Perhaps it was pressed in preparation for her “wide-ranging” interview published last Sunday in The Guardian. Therein, we learn of Banks’ lucky suit, and of her “extraordinary” contributions to Australian political life, or something. Political editor Katharine Murphy is one of many reputable local journalists so apparently surprised by this unsurprising wad of neoliberalism, there’s got to be some magic in Banks’ pantsuit.
FFS and, indeed, really. I understand that the parliamentary iteration of Me Too may be the source of elation to ladies who pay no heed to Canberra. I understand that parliamentarians such as Sarah Hanson-Young and Richard Di Natale may make strategic re-use of Julia Gillard’s “misogyny” speech. I do not understand, even a bit, why otherwise sane analysts of all genders are not merely willing but positively thrilled to tie their capacity for thought up in some quasi-feminist ribbon to “celebrate” the “empowerment” of a few mediocre sacks of policy.
Surely, those who have served hard time in the gallery know by now that any bipartisan cause is a lost one. Surely, a writer of Murphy’s sagacity knows that the fact of gender does not eclipse the fact of work done in parliament. Surely, at some point, my gender will be acknowledged as one just as capable of faithful service to the 1% of the 1%.
I do not doubt the intelligence of writers like Murphy or the rarely ruffled Julia Baird. I do suspect, however, that the sense they may have in their own careers of the potential for ascent may have shot them past the troposphere. These are equable writers now gasping for air.
Sarah Hanson-Young may call for a women’s caucus, but that doesn’t mean the rest of the media class must join her. I’d say that observers like Baird and Murphy are not altogether convinced by supply-side economic prescriptions, yet they find themselves unable to resist belief in trickle-down gender equality.
“The recruitment of people like Julia Banks is exactly what Australian politics needs,” wrote Murphy in a piece last August. The political editor fails to explain why people like Julia Banks are needed. She chooses to “cut a long story short” and not make an argument for the recruitment of a market-friendly opponent of welfare like Banks. The argument that is beyond reproach in left-liberal press now no longer needs to be made. To wit: we need more women in positions of political leadership.
No. As Banks and so many others have shown, one can be simultaneously female and not much chop. To argue for the “inclusion” of a woman is not, at all, to argue for policy that is not inimical to women. This case is so effing obvious, thanks to the Baroness Thatcher, I feel embarrassed making it. But, I do think many of our writers and broadcasters could choose to be just a little embarrassed by their uncritical enthusiasm for Girls Gone Wild in Parliament, or whatever we’re calling this bipartisan pyjama party.

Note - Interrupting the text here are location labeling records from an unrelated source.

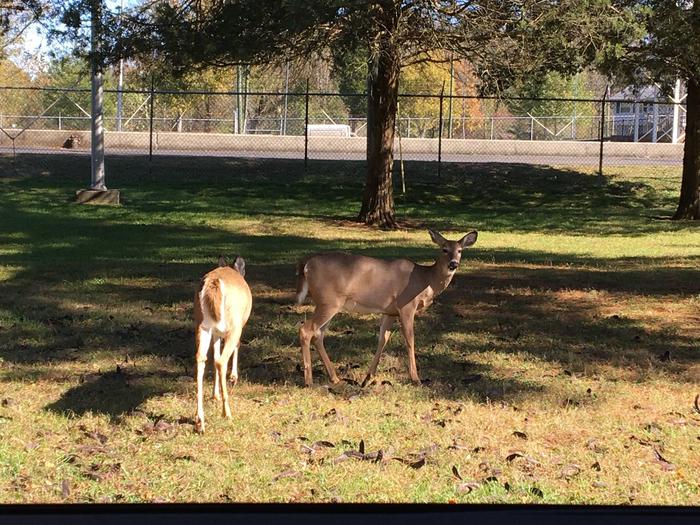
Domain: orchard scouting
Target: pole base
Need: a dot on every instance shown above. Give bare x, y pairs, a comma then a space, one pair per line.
97, 196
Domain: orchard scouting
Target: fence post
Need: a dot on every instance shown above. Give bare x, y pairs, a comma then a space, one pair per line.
150, 125
602, 132
306, 126
442, 96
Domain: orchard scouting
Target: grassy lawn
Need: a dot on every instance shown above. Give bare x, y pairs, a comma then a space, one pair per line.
561, 365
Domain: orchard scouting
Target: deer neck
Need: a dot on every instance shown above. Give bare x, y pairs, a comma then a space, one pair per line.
439, 277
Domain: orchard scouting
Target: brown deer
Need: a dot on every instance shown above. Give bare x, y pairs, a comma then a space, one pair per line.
354, 283
221, 309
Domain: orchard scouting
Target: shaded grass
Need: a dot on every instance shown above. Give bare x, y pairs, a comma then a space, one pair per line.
557, 326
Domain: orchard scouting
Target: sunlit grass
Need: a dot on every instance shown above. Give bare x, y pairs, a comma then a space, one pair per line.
562, 361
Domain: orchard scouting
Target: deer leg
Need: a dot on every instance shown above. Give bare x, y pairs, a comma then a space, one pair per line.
217, 354
407, 319
312, 329
384, 335
203, 338
230, 345
318, 343
234, 365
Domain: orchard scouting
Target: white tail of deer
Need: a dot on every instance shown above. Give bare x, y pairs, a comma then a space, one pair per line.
396, 289
221, 309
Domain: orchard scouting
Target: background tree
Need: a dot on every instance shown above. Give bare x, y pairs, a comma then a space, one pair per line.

Not only do I have little in common politically with Banks and her magical suit, my fellows have little to gain from her neoliberal unconcern for the many. She is a former businessperson who believes her assets and CV were solely gained by hard work and that those who do not have these things were simply not trying hard enough. This view has all the contours of sexism. It is structurally identical to sexism. It’s no better than sexism for despising the poor instead of the female.
Murphy writes that modern “political movements hampered by a reflexive stone-age sensibility when it comes to respecting the talents of women”. Again, the magic Banks pants must be at play here. That a journalist of Murphy’s great experience can claim that it is a lack of respect for women’s talent that hinders modern political movements is, frankly, incredible.
Women will not redeem democracy and democracy was not hampered by anything with its origins in the “stone age”, not an era particularly known for institutionalised sexism, or institutionalised anything. Women are not a civilising influence and nor is their emergence in institutions from which they were hitherto excluded destined to improve those institutions.
Modern political movements are hampered by a reflexive neoliberal sensibility when it comes to respecting the flourishing of all people.